Troubled Islands: EU Haggles Over Tax Haven Blacklist

Written by | Wednesday, December 6th, 2017

The EU has named 17 countries – including South Korea, Mongolia, Namibia, Panama, Trinidad & Tobago, Bahrain and the United Arab Emirates – in its first ever tax haven blacklist and put a further 47 on notice, including British overseas territories and the crown dependencies of Jersey, Guernsey and the Isle of Man, in an attempt to crack down on the estimated £506bn lost to tax avoidance every year. This followed the meeting of European Union ministers earlier this week to discuss the blacklist of non-EU tax paradises.

Though being hailed as a vital “first step”, the failure of the member states to come to an agreement on any sanctions for those blacklisted provoked the European commissioner for economic and financial affairs, Pierre Moscovici, to openly admit it was as yet “an insufficient response”. There were about 20 countries that are thought to facilitate tax evasion and November’s Paradise Papers leak gave the initiative a new momentum. The papers made public some of the intricate ways the world’s richest individuals and entities evade paying taxes using offshore havens.

The EU had struggled for more than a year to agree on the list due to internal divisions. Smaller, low-tax, EU member states such as Luxembourg, Ireland and Malta were concerned about discouraging multinational corporations with the United Kingdom fighting hard against the blacklist since its own crown independencies such as the Virgin Islands could be potentially jeopardized. On top of agreeing on the final blacklist, there were also considerations being made for the Caribbean countries that had been damaged during hurricanes earlier this year.
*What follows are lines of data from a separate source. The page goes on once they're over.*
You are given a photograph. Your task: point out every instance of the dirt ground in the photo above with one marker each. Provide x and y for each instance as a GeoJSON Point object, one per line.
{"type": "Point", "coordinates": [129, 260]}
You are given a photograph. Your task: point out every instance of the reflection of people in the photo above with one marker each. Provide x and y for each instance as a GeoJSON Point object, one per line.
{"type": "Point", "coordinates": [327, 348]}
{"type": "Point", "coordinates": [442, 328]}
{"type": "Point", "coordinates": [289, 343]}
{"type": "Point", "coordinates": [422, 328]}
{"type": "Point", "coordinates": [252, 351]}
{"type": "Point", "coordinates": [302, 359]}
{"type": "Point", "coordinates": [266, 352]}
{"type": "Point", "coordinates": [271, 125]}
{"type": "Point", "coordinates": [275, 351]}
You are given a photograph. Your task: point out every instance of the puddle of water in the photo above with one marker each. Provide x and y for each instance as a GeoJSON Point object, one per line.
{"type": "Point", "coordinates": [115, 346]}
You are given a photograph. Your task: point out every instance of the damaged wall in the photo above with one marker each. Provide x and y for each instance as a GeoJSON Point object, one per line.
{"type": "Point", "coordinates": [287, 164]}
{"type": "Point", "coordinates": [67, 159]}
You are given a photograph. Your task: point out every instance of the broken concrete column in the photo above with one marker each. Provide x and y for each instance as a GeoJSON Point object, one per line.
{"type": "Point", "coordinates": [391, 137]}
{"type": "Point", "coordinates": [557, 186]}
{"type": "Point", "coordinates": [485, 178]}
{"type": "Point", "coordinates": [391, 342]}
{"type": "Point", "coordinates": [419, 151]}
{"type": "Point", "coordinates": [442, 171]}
European Economic Affairs Commissioner Pierre Moscovici earlier commented that EU leaders were still in talks over an initial list of 29 countries, with disagreements still strong on who will make the final version. “Since Thursday, we have entered a phase of intense political and diplomatic activity,” Mr. Moscovici commented. “And I do see a risk that some countries whose names were quoted in the many tax scandals over the last five years may not be listed. That would be strange,” he warned.
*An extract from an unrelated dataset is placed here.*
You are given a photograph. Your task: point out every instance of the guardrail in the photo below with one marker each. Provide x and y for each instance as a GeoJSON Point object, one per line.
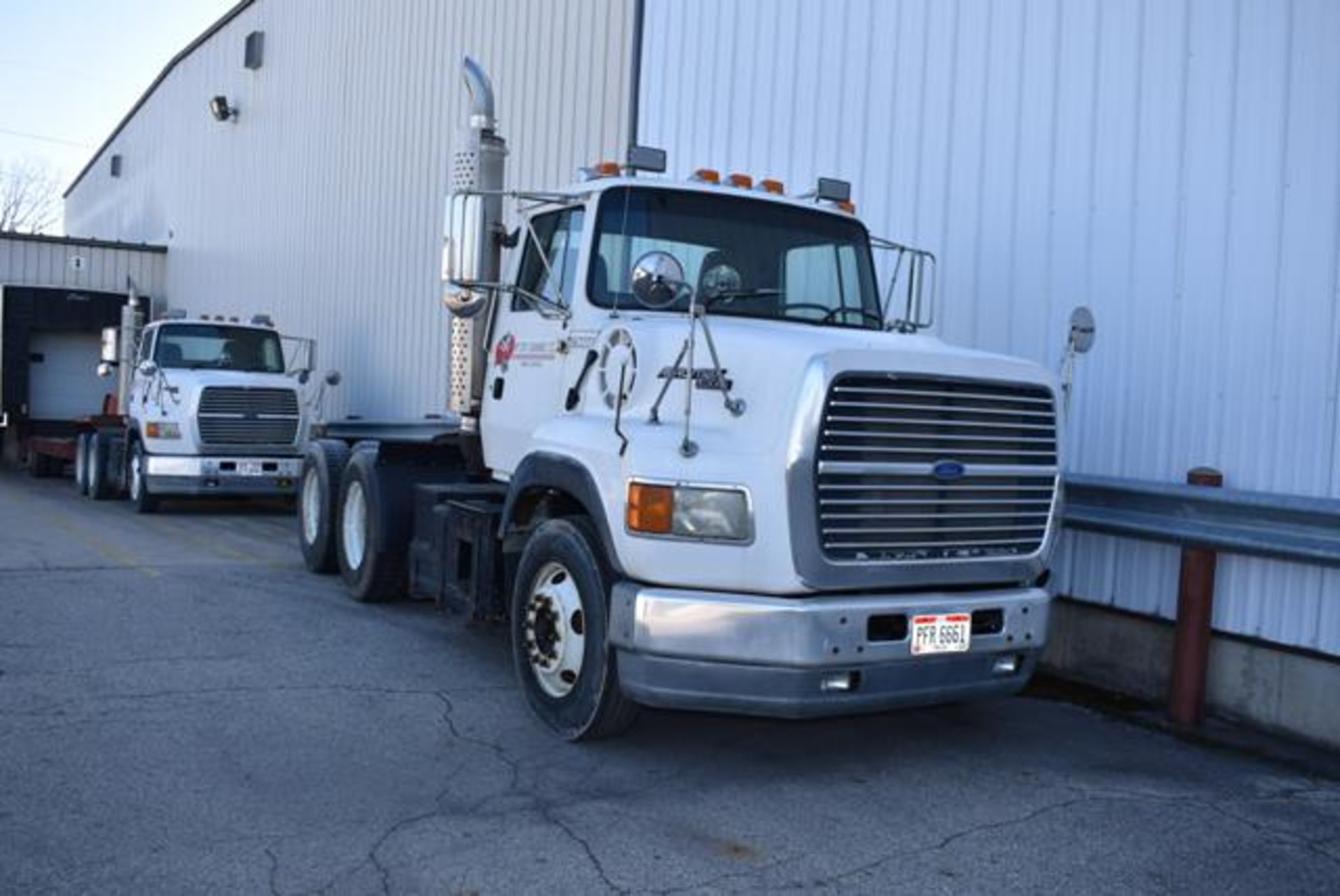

The biggest problem has been the issue of enforcement. EU member states still disagree whether blacklisted countries should be subjected to financial sanctions or whether the blacklist itself is shaming enough. Some states support tough restrictions against the listed tax havens such as exclusion from World Bank or EU funding but the discussions are still ongoing. Other states are unwilling to draw up common measures in belief that responsibility is better left to member states.